The news devastates her, leaving her shamed and anxious, unwilling to accept help from Rita or her friends. Overwhelmed by doctors who prescribe dilatators—”It’s like vagina bootcamp!”— her carefully crafted life begins to fall apart. There is tension at home, she quits the track team and, when she recoils from physical contact, her relationship with Adam becomes frayed.

“Pretty much my worst nightmare is people finding out,” she says.

The only person she feels comfortable confiding in is Jax (Ki Griffin), a nonbinary and intersex schoolmate whose relationship with their body goes a long way to ease Lindy along on her journey to defining her sexual identity. “I don’t feel like an object of medicine anymore,” Jax says. “I feel like being intersex gives me a superpower. To own who you are, however you define yourself, is up to you. No one should ever make you feel ashamed of that.”

Frank and funny, “Fitting In” is being described as a “traumedy,” a portmanteau of trauma and comedy. Director McGlynn certainly captures the struggle of Lindy’s situation but does so with relatable humour. Much of that comes courtesy of Ziegler, whose on-screen naturalness makes her an audience surrogate, guiding us through the ups-and-downs of Lindy’s life. From vulnerable and edgy to self-possessed and impulsive, Ziegler captures the chaotic inner workings of a teen coping with a life changing situation.

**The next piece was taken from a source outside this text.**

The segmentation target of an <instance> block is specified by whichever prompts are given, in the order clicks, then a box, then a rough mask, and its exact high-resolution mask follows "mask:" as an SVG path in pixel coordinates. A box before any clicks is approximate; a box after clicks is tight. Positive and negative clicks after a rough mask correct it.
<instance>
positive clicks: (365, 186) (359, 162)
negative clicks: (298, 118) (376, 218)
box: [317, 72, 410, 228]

Much of “Fitting In” works well. McGlynn shows a deft hand with the scenes involving gynecological health care visits and details the alienating manner in which the male doctors advise their female patients. The teen scenes feel realistic, and the “big teen movie speech,” where Lindy finally finds a way to express herself, has a nice vindicating feel, but at 106 minutes the material overall feels stretched a bit too thin.

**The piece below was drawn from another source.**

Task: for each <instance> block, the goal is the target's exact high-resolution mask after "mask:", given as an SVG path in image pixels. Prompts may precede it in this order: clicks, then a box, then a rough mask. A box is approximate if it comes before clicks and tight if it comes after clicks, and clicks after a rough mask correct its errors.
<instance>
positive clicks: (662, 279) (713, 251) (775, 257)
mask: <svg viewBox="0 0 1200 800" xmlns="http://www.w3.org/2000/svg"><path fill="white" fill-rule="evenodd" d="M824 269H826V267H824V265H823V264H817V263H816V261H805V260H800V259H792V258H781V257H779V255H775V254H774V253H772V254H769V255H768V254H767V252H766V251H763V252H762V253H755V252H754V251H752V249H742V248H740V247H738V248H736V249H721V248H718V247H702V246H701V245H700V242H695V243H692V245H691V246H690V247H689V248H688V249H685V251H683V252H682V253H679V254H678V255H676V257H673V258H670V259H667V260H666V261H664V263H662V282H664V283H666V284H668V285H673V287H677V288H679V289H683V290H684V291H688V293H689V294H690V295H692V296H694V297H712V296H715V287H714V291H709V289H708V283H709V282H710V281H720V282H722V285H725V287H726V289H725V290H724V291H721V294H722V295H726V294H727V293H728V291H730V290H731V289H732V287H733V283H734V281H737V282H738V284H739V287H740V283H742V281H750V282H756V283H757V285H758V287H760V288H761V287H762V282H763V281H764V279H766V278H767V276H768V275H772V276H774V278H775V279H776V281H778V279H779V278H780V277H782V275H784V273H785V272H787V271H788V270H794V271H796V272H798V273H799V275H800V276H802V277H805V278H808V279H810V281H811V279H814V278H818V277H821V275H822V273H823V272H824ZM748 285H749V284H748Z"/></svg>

MARY GOES ROUND: 3 STARS. “builds characters we want to root for.”

“Mary Goes Round,” a new film starring “You’re the Worst’s” Aya Cash, has a clever tagline that pretty much sums up the story, “Blood is thicker than vodka.” The story of emotional resolution is part “Days of Wine and Roses,” part “Jersey Girl.”

Cash is the title character, a young woman and barely functioning alcoholic. A rough upbringing saw her left to her own devices after the death of her mother. She barely got to know her father (John Ralston) or teenaged half-sister Robyn (Sara Waisglass). In an only-in-the-movies twist she’s also a substance abuse counsellor who loses everything after a drunk driving charge. Put on extended leave by her job she returns to her hometown, Niagara Falls where she discovers her father is dying of cancer. With the help of an AA sponsor (Melanie Nicholls-King) and a gradual blossoming of self-awareness Mary battles her inner demons.

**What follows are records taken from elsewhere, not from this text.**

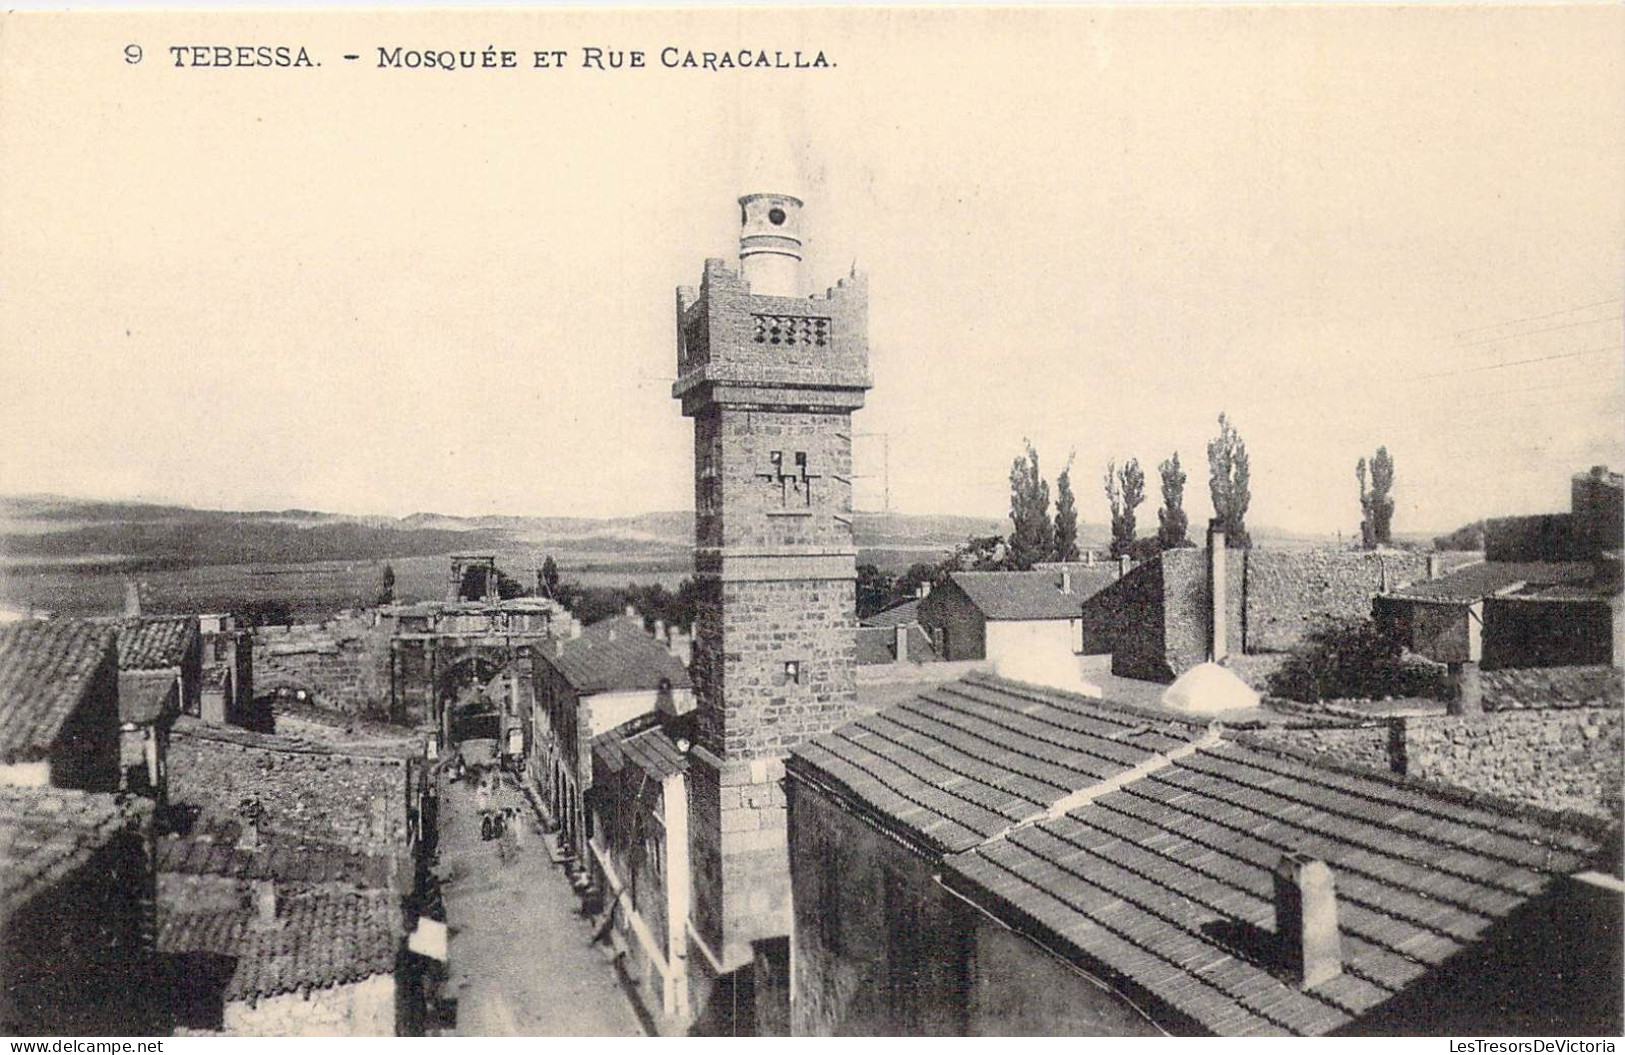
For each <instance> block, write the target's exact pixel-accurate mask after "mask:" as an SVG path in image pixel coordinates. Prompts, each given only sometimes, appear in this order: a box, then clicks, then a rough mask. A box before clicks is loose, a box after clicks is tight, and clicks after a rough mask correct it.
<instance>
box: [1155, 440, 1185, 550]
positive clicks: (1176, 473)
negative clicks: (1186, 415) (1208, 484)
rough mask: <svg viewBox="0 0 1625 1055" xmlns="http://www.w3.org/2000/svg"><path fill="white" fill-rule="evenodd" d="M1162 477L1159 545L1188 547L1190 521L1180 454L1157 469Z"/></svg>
mask: <svg viewBox="0 0 1625 1055" xmlns="http://www.w3.org/2000/svg"><path fill="white" fill-rule="evenodd" d="M1157 473H1160V475H1162V509H1159V510H1157V543H1159V545H1160V546H1162V548H1163V549H1178V548H1180V546H1188V545H1189V540H1188V538H1186V536H1185V533H1186V530H1188V528H1189V519H1188V517H1186V515H1185V470H1183V468H1181V467H1180V452H1178V450H1175V452H1173V457H1172V458H1168V460H1167V462H1163V463H1162V465H1159V467H1157Z"/></svg>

“Mary Goes Round” doesn’t break new ground. Sobriety dramas usually involved both spectrums of human behaviour, from the lowest points in the character’s lives to some sort of reckoning and this movie is no different. What it does well is build characters we want to root for. With some dark humour and several genuinely poignant moments director Molly McGlynn—who loosely based the story on her own life—gives Cash, Waisglass, Ralston and Nicholls-King the space to create characters all dealing with some level of shame and addiction but mostly, humanity.

The film’s expected uptick at the end feels earned, coming with the message that looking beyond one’s own borders might reveal the path to happiness. It’s a sentimental end to a story that begins with a harder edge but through strong direction and nice character work, it satisfies nonetheless.